MMIF storage API #50

keighrim · 2024-06-11T22:18:08Z

New Feature Summary

subtask of evaluation process prototype #3 , particularly as a part of "pipeline-runner" component.
also almost duplicate to persisting machine annotations #10

Right now, all the prediction/hypothesis/experimental MMIF output from CLAMS pipelines are pushed to this github repo for evaluation, along with their back-pointers in the report.md files. That works fine until we hit the storage limit on the GH repo. To future-proof, we'd like to develop a systematic way of storing and retrieving MMIF output files in a more spacious (and maybe more private) storage solution.

storage side

indexing

To hold a large collection of MMIF data, I'm proposing we implement a kind of trie-based indexing system. Actual files can be stored in maybe s3 buckets, or lab servers (we have plenty hdd space anyway). The envisioned trie implementation is simply based on the apps used in the MMIF file, split into shotname and version name. This way, all the necessary "configuration" for the store API is all saved inside the data payload itself, and we don't have to come up with additional configuration scheme for the store API. In other word, user can call the store API, simply with the MMIF file itself.

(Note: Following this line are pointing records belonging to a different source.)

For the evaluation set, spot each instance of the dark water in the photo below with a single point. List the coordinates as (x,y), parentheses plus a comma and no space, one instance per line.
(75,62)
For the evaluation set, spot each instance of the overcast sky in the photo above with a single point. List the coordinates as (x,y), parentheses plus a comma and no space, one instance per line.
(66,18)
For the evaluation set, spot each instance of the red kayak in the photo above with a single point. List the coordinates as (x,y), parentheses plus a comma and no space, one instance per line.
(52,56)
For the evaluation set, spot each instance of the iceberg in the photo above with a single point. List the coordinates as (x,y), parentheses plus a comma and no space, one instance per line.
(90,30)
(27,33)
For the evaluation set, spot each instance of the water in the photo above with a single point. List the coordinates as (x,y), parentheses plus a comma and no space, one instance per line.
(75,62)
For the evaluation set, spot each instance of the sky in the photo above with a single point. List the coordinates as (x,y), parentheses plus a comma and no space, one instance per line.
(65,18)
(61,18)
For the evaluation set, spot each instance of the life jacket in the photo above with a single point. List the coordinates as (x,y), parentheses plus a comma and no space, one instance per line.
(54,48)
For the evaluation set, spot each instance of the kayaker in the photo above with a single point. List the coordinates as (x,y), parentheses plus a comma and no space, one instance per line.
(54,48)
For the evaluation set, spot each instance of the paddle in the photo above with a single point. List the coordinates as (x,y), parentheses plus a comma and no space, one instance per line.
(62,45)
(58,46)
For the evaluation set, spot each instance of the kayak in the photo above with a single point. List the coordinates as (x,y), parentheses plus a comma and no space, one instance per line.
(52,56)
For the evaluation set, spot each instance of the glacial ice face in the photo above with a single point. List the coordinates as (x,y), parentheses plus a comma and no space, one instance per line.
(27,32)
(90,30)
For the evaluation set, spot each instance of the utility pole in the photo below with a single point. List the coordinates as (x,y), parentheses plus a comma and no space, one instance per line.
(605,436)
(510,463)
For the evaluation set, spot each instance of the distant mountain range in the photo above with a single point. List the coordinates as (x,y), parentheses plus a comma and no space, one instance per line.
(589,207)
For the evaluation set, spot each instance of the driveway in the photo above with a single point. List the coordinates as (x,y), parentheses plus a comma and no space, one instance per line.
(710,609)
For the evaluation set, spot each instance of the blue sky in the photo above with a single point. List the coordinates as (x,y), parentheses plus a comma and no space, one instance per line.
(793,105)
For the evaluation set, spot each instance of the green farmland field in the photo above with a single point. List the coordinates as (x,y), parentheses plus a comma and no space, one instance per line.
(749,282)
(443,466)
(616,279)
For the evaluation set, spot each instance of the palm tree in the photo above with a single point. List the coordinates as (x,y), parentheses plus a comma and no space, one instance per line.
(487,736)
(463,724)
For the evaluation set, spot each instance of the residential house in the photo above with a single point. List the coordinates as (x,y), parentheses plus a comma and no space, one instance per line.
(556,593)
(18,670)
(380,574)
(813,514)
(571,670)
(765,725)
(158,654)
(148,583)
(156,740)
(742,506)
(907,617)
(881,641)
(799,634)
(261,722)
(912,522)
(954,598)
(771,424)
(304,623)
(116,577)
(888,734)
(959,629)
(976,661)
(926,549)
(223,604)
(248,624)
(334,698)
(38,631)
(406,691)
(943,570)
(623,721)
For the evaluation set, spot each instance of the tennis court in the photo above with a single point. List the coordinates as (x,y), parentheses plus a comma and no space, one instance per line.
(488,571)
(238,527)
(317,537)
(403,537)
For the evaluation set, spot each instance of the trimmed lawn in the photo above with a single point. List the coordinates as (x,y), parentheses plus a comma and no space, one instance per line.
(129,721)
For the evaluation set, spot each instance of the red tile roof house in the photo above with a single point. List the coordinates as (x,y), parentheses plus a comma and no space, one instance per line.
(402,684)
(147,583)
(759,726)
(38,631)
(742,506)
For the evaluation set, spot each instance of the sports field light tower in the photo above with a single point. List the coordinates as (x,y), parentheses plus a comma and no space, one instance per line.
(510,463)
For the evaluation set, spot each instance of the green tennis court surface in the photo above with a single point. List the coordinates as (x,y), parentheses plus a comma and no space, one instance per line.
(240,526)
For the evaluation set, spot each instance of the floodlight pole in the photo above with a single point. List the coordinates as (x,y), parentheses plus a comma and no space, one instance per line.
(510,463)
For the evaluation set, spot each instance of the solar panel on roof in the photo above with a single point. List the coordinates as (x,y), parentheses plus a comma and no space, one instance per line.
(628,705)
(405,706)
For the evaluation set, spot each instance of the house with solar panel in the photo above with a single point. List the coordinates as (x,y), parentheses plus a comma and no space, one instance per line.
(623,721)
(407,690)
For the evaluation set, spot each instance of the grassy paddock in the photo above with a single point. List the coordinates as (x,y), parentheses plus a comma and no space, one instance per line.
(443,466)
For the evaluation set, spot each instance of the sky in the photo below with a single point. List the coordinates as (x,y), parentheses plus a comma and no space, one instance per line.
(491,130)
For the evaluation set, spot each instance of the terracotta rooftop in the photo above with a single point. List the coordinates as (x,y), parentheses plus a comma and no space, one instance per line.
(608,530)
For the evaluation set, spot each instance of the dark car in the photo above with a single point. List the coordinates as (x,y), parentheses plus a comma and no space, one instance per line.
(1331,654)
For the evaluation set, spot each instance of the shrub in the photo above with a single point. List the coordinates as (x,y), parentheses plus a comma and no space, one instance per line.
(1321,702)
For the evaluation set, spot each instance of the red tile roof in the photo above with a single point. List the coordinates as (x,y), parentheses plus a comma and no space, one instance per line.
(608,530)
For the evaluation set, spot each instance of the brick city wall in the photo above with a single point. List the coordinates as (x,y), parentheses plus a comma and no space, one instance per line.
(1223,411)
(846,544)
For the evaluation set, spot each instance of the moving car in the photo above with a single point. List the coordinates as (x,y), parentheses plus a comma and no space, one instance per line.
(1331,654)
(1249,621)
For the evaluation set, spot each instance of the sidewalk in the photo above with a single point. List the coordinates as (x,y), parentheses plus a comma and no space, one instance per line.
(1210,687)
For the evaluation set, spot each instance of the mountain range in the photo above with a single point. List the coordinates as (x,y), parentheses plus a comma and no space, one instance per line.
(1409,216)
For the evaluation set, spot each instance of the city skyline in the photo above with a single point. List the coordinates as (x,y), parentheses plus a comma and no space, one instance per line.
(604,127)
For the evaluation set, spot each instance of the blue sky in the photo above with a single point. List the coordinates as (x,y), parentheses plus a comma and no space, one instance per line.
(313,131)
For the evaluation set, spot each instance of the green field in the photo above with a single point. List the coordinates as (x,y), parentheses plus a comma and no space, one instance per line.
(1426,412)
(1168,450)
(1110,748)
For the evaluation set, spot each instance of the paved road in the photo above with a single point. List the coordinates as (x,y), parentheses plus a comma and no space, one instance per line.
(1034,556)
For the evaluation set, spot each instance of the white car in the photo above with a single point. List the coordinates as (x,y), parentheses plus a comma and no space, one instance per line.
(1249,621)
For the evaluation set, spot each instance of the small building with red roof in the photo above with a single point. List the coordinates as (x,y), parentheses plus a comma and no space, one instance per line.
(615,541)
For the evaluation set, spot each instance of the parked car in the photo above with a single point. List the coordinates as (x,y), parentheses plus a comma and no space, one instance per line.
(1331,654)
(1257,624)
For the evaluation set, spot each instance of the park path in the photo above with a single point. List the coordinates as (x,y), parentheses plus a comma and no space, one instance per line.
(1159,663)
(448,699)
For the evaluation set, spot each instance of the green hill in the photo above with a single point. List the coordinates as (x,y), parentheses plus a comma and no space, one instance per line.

storage API result example

For example, if we use directory structure for indexing, to store a MMIF cpb-aacip-xxxx.mmif generated from a pipeline consist of

swt/v5.0
doctr/v2.0
whisper/v1.6

When user sends the file

curl [email protected] mmif-storage.clams.ai/store

the file is saved as /some_data_root/swt/v5.0/doctr/v2.0/whisper/v1.6/cpb-aacip-xxxx.mmif

Then later if we have a second MMIF file to store, using the same pipeline, except now with whisper 2.0,
the file is saved as /some_data_root/swt/v5.0/doctr/v2.0/whisper/v2.0/cpb-aacip-xxxx.mmif

This will result in a file system-based storage that looks like this at this point

some_data_root/
└── swt
    └── v5.0
        └── doctr
            └── v2.0
                └── whisper
                    ├── v1.6
                    │   └── cpb-aacip-xxxx.mmif
                    └── v2.0
                        └── cpb-aacip-xxxx.mmif

retrieval side

retriever API argument structure

Now on the retrieval side, a retrieval API should expect two string arguments

pipeline configuration, concat into a single str
aapb media GUID

simple retrieval

Then, the retriever can convert the first argument into a directory path, and look for the second argument in the directory.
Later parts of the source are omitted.